Along with population and tourism growth, other growth-related challenge is bringing new businesses to communities while convincing existing businesses to stay. The issue of broadband access is an issue across rural Colorado; many lack current broadband infrastructure, but are in the process of developing comprehensive plans to lay the groundwork for the future. Broadband was mentioned as a top business requirement during many of the discussions; broadband would allow companies to stay connected even in more remote locations and offer an appealing factor to “location-neutral” businesses.

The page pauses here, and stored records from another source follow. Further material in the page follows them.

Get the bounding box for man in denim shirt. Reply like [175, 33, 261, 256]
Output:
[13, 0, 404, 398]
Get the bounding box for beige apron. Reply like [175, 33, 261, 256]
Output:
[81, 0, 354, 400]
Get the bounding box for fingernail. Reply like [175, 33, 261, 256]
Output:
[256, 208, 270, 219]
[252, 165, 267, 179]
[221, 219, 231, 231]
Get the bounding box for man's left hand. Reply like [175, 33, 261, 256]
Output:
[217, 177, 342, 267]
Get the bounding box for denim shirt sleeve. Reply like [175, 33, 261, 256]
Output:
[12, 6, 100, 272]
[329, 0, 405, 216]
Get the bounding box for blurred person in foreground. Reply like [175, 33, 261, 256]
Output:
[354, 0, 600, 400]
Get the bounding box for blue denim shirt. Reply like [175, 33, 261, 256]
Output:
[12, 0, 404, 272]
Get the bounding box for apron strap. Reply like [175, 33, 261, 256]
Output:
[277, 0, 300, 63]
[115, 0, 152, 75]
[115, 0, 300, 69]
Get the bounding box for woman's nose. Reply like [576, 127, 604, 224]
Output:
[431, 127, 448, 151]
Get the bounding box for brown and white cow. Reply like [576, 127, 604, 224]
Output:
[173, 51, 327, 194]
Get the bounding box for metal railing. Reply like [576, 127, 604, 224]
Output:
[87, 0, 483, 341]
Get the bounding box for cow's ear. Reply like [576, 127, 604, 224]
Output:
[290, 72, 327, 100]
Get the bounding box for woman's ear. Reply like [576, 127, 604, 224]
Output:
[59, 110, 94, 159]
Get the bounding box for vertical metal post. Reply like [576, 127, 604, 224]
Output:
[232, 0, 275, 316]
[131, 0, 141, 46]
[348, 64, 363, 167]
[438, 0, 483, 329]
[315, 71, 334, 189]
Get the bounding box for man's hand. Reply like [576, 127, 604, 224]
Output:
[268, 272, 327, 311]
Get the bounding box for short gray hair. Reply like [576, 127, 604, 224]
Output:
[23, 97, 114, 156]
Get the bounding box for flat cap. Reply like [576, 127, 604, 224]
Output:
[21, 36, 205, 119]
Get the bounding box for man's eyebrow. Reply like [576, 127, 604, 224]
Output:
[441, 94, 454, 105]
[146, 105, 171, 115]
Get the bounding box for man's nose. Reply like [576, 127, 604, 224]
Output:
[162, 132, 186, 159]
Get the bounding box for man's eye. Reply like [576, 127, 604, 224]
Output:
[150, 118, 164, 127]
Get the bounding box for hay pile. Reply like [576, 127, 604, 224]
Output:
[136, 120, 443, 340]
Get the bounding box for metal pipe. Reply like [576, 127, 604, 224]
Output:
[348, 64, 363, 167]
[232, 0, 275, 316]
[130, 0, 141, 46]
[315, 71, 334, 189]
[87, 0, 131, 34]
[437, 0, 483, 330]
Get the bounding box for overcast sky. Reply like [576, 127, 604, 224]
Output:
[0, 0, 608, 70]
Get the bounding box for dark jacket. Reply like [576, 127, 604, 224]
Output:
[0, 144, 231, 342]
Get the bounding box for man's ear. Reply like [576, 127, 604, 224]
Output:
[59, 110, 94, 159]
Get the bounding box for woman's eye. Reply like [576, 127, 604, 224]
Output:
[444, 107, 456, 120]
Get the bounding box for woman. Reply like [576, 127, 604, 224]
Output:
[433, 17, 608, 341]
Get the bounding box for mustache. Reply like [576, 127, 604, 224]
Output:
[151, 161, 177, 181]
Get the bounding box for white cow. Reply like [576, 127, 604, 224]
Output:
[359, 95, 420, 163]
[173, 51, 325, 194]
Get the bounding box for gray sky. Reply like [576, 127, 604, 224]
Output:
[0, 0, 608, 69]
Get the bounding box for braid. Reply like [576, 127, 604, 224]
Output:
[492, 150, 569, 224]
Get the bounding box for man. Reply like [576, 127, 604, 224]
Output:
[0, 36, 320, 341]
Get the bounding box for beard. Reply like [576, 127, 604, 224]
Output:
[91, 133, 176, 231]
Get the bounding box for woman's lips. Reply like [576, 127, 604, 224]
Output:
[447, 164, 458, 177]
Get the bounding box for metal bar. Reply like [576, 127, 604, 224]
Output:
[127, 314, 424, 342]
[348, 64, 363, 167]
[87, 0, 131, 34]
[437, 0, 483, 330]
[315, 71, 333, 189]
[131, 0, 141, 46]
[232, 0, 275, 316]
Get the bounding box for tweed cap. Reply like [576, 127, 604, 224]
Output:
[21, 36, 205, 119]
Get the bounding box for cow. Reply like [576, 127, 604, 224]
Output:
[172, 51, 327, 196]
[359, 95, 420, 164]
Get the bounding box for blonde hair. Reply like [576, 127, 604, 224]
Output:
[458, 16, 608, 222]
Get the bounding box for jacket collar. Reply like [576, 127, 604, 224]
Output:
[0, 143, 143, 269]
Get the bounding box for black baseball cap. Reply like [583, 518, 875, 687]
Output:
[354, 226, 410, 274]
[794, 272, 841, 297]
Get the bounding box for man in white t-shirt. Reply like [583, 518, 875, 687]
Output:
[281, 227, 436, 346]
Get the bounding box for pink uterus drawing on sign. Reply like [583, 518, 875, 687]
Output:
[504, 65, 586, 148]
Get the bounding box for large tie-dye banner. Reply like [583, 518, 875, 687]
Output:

The constant – from resort to western slope, from the eastern plains to the four corners – is that quality of life and local atmosphere are the important drivers of economic resiliency. Ask any local and you’re likely to find that quality of life is why they choose to live and work here. This attribute attracts entrepreneurs, seasonal workforce, visitors, second homeowners, and others to our community and creates an environment where we feel an intense connection to the community.

Vail Valley Partnership is honored to partner with Eagle County Schools, Colorado Mountain College, and YouthPower 365 to help address this issue in Eagle County. We are partnering to create youth apprenticeship programs with CareerWise Colorado to meet the needs of our youth population and our local business community. We are also working to advocate for smart growth through workforce housing projects throughout the valley, and working with our state elected officials to advocate for good public policy around transportation, transit, broadband, and housing issues to support local economic growth.

It’s our collective job to maintain this quality of life by building an environment that allows businesses to grow, expand, and succeed. We’re active in this at Vail Valley Partnership and encourage you to join us and share your thoughts.